The Importance of Knowing Your Foot Arch Type : The bottom part of your foot is not entirely flat. It has an arch that forms an upward curve from the end of your heel to the ball of your foot. The foot arch acts like a spring because it helps to bear your body weight and absorb shock each time your foot hits the ground.
There are different types of foot arches. However, according to research, the prevalence of high and low foot arches is higher in women who are obese and overweight compared to those with a normal body weight.
Don’t miss the following key facts to better understand the implications of the different arch types.
Types of foot arch
Neutral or medium foot arch
The neutral foot arch is generally considered as the normal type. In a neutral foot arch, half of the arch is in contact with the ground. Your heel and ball of the foot form a defined arch that is considered biomechanically efficient and moderately flexible. Neutral foot arches have a good structure and a better capacity to absorb shock as weight and stress are distributed more evenly compared to other types.
Low foot arch or flat foot
If the entire bottom of your feet seems to be touching the ground completely, then you have low foot arches or flat feet. Clinically known as pes planus, a low foot arch is a form of foot deformity which can either be congenital or caused by doing excessive weight-bearing activities or muscular insufficiency.
Flat feet are very flexible so they have a tendency to overpronate or roll inward. Unlike neutral foot arches, low arches are biomechanically imbalanced. For these reasons, people with flat arches are more prone to foot ailments such as plantar fasciitis, heel pain, and arch pain – all of which can be corrected with Protalus shoe inserts.
High foot arch
High foot arches are characterized by very defined arches that barely touch the ground. A high foot arch is clinically known as pes planus and, just like a low foot arch, is also considered a foot deformity which can be congenital or caused by neurological disorders such as cerebral palsy or stroke.
In contrast with flat arches, high arches are very rigid which makes the pressure distribute unevenly throughout the foot. People with high arches are prone to experience claw toes, corns, calluses, plantar fasciitis, arch strain, and metatarsalgia.

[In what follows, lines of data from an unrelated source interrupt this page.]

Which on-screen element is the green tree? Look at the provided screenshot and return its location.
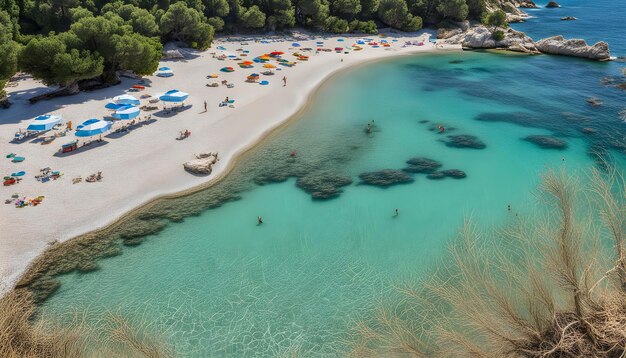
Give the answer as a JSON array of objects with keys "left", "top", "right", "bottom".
[
  {"left": 330, "top": 0, "right": 361, "bottom": 20},
  {"left": 437, "top": 0, "right": 469, "bottom": 21},
  {"left": 0, "top": 10, "right": 20, "bottom": 99},
  {"left": 204, "top": 0, "right": 230, "bottom": 17},
  {"left": 360, "top": 0, "right": 380, "bottom": 19},
  {"left": 378, "top": 0, "right": 422, "bottom": 31},
  {"left": 19, "top": 36, "right": 104, "bottom": 86},
  {"left": 160, "top": 2, "right": 214, "bottom": 49},
  {"left": 485, "top": 10, "right": 507, "bottom": 28},
  {"left": 241, "top": 5, "right": 265, "bottom": 29}
]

The importance of knowing your foot arch type
A guide to buying the right shoes
Most shoes are tailored for people with neutral foot arch so try to pick one that is comfortable for your arch type. Wearing shoes with insufficient arch support and heel padding can lead to foot pain and discomfort. If you can’t find a shoe that matches your preference, you can invest in low-profile shoe inserts for added cushioning and support to your foot arch. Put these in your shoes, most especially when you’re wearing flats, to make you comfortable and to keep foot pain at bay.
A better insight on how to take care of your feet
Different foot arch types have different characteristics; one can be more prone to certain types of discomforts than the other. People with high arches, for example, are at risk of suffering from claw toes and calluses so it’s better to keep the toenails trimmed to prevent cut injuries and cracked nails. Flat and high arches are also easily fatigued, owing to the unequal weight distribution to the rest of the foot, so you might need to rest them more often and perform stretching exercises to ease muscle stress.
Prevent foot discomforts and injuries
Foot problems occur less often in people with neutral arches but it doesn’t mean that you are already immune to foot discomforts. Flat and high arches, on the other hand, are more prone to various types of foot ailments as mentioned previously. These can be prevented, however, by doing strengthening exercises for flat arches and flexibility exercises for high arches.
How to determine your foot arch type
The “wet test” is a simple test to find out the type of foot arch you have.
- Wet the sole of your foot.
- Step on a piece of heavy paper.
- Remove your foot and examine your footprint.
Analyse the result:
- If your footprint shows that half of your arch region is filled, you have a neutral foot arch.
- If it shows that most of your arch is filled in, you have a low foot arch.
- If it only shows most of your toes and heel, you have a high foot arch.
Knowing your foot arch helps you in a lot of ways—from choosing the right pair of shoes to preventing foot injuries. Although low and high foot arches are considered as a deformity, they don’t lead to serious disability and mobility problems.